風塵だより

 甘利明大臣の“涙ながらの”辞任会見。それを見ていたある自民党幹部は、こう言ったそうだ。
 「素晴らしい会見だった。秘書たちの監督不行き届きで自ら責任をとって辞任表明という潔さ。これで国民の同情は一気に甘利さんに集まった。とくに『本音を言えば(TPPの)署名式には出たかった…』とポツリと漏らした言葉は男の生きざまだったねえ。まあ、これで一件落着になるんじゃないの」
 これは、ある新聞記者から聞いた話だけれど、ほんとうにそう思っているとしたら“国民”も舐められたもんだ。しかも自民党幹部たちからは「甘利さんはハメられた」だの「告発者は工作員」だのという妙な言葉がひっきりなしに飛び出す。
 ハメられようが工作員だろうが、大臣室へそんな怪しげな人物を招き入れ、そこで現金をあっさりと受け取るということを、おかしいとも思わないのが逆におかしい。それが政治家、それも有力閣僚というものなのか。そして秘書に「これを適正に処理するように」とこともなげに告げる。つまり、こんなことをしょっちゅうやっていた、ということがバレバレだ。
 普通の感覚だったら「適正に処理するように」ではなく「こういうわけの分からないカネは、すぐに返しておくように」と秘書に指示するのが政治家としては当然だと思うのだが…。
 こんなことをしておきながら「私の政治家としての美学が許さない」などと言う。ふざけるのにも限度があるよ、まったく。うちのカミさんの一言を差し上げよう。
 「お金を平気で受け取るのは、美学が許すのかしら」
 
 しかし、甘利会見後の各マスメディアの世論調査では、安倍内閣支持率が少し上昇している、との結果が出たという。「泣き落とし記者会見」がまんまと功を奏してしまったというわけか。
 これが国民の反応だとするなら、この国はなんとも哀しい。
 
 むろん、お金を政治家へ渡す側が、なんの見返りも期待しない、なんてことはあるはずがない。今回の場合、当然のことながら都市再生機構(UR)という組織への「口利き」を、甘利大臣の力で何とかしてもらうためのカネやフィリピンパブでの接待だったことは間違いない。
 それにしても、カネとオンナとサケでズルズルと落とされる秘書なんて、いまどき三流ドラマにだって出て来やしない。そんな連中が地元事務所の所長だったというのだから「秘書の監督不行き届き」も何もあったもんじゃない。いや、当のご本人だって、菓子折りの入った袋の中の現金封筒を平気で受け取っているのだから、やはり「悪代官と越後屋」という三流時代劇の見本みたいなものだ。

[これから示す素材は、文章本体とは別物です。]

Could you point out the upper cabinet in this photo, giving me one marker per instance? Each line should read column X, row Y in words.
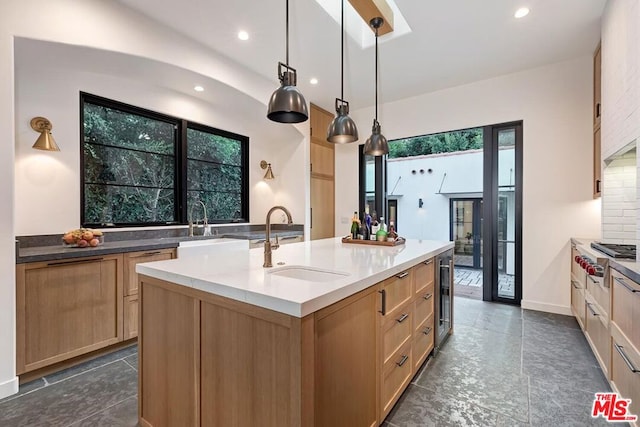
column 619, row 77
column 597, row 107
column 322, row 175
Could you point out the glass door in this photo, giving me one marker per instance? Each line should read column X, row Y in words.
column 503, row 181
column 466, row 232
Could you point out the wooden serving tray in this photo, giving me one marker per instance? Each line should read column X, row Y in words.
column 398, row 241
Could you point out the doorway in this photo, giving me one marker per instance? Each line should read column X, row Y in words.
column 466, row 232
column 503, row 204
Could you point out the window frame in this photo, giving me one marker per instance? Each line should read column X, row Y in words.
column 180, row 163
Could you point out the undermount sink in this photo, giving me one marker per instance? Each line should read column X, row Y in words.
column 306, row 273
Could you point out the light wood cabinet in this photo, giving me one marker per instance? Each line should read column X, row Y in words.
column 625, row 306
column 625, row 368
column 131, row 259
column 67, row 308
column 322, row 166
column 130, row 320
column 597, row 114
column 238, row 364
column 597, row 332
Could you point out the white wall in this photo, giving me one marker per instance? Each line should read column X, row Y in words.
column 108, row 26
column 554, row 103
column 620, row 75
column 51, row 180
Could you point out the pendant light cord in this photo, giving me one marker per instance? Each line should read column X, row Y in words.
column 376, row 73
column 341, row 53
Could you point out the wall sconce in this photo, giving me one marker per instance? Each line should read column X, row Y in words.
column 267, row 166
column 45, row 141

 そういう人物が「秘書の監督不行き届きの責任」を取って辞めたからといって、なんで潔いなどと評価されるのか、なんで一件落着となるのか。ぼくには理解できない。
 こんなことを許しておいては、絶対にいけない。
 
 TBS「報道特集」(1月30日)で、かつてロッキード事件を担当した元検事の堀田力弁護士が、金平茂紀キャスターの質問に答えて「こんな典型的な『あっせん利得』にあたるケースはありませんよ。これを立件できなければ、検察としての立場はないということです」と、きっぱりと断言していた。
 この件に関しては「甘利氏は職務権限がない大臣だから、あっせん利得処罰法は適用できない」との意見もある。つまり、URは国土交通省の所管だから、甘利氏の権限はそこへは及ばない…というリクツだ。だが、甘利氏は経済財政政策担当大臣という、特別な権限を持った立場の閣僚なのだ。権限が及ばないはずはない。

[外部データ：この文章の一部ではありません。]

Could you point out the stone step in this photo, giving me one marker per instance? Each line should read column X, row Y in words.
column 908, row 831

 朝日新聞(2月1日)には、甘利大臣にカネを渡した一色氏という人物への取材記事が載っている。この証言が事実なら、甘利氏側はかなり黒に近い灰色だ。タイトルだけ拾っておこう。

 現金授受問題 建設会社担当者が証言
 甘利氏会見と食い違い
 「甘利氏、ポケットに」大臣室50万
 「秘書に昨年15万円53回」
 交渉を記録「万一に備えて」

 これほどの詳細な証言がありながら、あの“泣き落とし会見”で一件落着というのであれば、この国の政治も、そして司法も、もはや“死に体”と言われても仕方あるまい。
 そのあたりはこれから議論になるだろうが、このままで幕引きされてしまったら、この国の崩壊はもはや時間の問題だろう。
 
 甘利氏は記者会見で「小選挙区では、いい人とだけつきあっていては選挙に落ちる」とも言っていた。問題の根っこは「小選挙区制」という現行の選挙制度にある、という方向へ議論を逸らしたいのだろう。むろん、なんとかごまかしたいという甘利氏の詭弁だ。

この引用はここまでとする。